# Audrey Hepburn



## QueenOfCats

INFJ, she seems like an Fe user.


----------



## EonsInTheNight

I watched an interview with her and her speaking style is very formal, very high class. She's extremely humble but has a "superior" way of speaking. Not a Fi dominant.
* INFJ*


----------



## sometimes

I think she is ISFJ. She seems like an Fe user. And I don't really see the Ni. Obviously an introvert.


----------



## Hycocritical truth teller

LOL my thread was awaken from the deepest depths of PerC...I don't even remember starting it XD


----------



## EonsInTheNight

I now think that she's an ISFP, she probably learned to speak in a certain tone due to her acting career which makes her sound Fe. But her philosophy of life seems one of simplicity and authenticity, rather than being a nurturing type.


----------



## TheOddRhombus

She is showing Si & Fe to me, so ISFJ.


----------



## Mee Liesel

i think she's kinda INFP....


----------



## EonsInTheNight

ISFx

She seems pretty down-to-earth, but than again more poetic than your average ISFJ.
She said that things just happened to her, so I don't think Ni-dom.
She also said that she just "followed her instincts"; "acted instinctively", which would seem more SP.

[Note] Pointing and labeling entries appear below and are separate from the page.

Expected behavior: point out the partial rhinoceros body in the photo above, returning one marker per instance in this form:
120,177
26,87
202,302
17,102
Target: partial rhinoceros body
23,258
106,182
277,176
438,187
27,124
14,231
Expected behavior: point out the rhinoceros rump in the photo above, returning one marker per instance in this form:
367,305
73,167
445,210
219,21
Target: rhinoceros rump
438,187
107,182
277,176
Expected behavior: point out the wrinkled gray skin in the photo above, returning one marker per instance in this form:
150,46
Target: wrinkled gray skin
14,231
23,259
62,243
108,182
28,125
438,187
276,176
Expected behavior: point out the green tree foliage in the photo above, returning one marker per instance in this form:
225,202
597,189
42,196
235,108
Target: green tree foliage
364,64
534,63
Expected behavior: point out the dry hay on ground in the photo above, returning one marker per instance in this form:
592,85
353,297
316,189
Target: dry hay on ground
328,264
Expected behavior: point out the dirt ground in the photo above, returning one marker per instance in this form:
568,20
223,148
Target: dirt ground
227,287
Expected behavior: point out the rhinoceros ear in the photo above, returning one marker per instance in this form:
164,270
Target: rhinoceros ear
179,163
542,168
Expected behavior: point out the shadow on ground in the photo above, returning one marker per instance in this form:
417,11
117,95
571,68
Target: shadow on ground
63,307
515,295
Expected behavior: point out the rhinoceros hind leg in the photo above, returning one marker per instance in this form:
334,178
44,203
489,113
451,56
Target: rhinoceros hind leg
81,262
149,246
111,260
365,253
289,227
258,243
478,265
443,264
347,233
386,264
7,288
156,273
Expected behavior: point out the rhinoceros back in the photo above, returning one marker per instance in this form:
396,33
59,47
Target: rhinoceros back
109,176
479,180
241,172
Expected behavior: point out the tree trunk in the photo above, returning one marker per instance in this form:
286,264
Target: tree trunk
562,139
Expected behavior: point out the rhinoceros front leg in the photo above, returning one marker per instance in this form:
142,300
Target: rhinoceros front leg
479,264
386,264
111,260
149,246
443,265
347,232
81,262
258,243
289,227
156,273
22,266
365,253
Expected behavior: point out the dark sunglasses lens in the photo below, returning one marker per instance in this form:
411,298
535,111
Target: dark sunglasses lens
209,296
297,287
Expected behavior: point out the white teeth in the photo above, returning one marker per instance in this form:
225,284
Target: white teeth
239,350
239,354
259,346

For ISFP she seems very genuine in interviews, someone who want to make her self-image clear and not a myth, but that could just be out of modesty.
For ISFJ, she seems very "proper" in her gestures and speech, which seems more J, and also mentions her mother's education which sounds more Si, but than again, that could be having her mother as a role-model.

I think I'd would be good to focus on Si vs Se, but I don't have any strong arguments for one or the other.She seems very empathetic but also genuine and modest, and both healthy Fi and Fe users can appear like that.


----------



## Aladdin Sane

She is so, so, so INFP. Like, the prototype of an INFP. Much like Princess Diana. Definitely not a judging type.


----------



## CrystallineSheep

"The past, I think, has helped me appreciate the present – and I don’t want to spoil any of it by fretting about the future."
Si?

INFP.


----------



## sometimes

Some of her characters could be more INFP... But she herself I think is an ISFJ. She comes across as an Fi Dominant in demeanour at times in interviews etc. but ISFJ's can often come across like that depending on their other character traits and enneagram type. She is a dancer and can have a kinda spritely energy to her so I think that can be mistaken for Se but it's really just for stereotypical reasons. She cares about living a simple life, making a nice family home and love. Those are her main dreams/values. She is outwardly socially focussed (Fe) on communication with the other rather than her own values (Fi) and she has a focus on social etiquette. She is an Si Dominant. Graceful, quiet. She likes simple little things and yes focus on the past at times. I can see how she has a Fi vibe but when I think about the functions I don't see Fi but Fe. I think Si and Fe can sometimes come across as Fi in an ISFJ. Auxiliary Ne makes no sense for her whereas inferior Ne does.


----------



## Hao

*She is a difficult one to type as she seems so well rounded. 

Looking at some of her older interviews she shows a lot of Si and Fe. The thing is there's also some traces of Fi. She's definitely not an INFP, I don't see any Ne. 

I'd say she's either ISFJ or ISFP. 
*


----------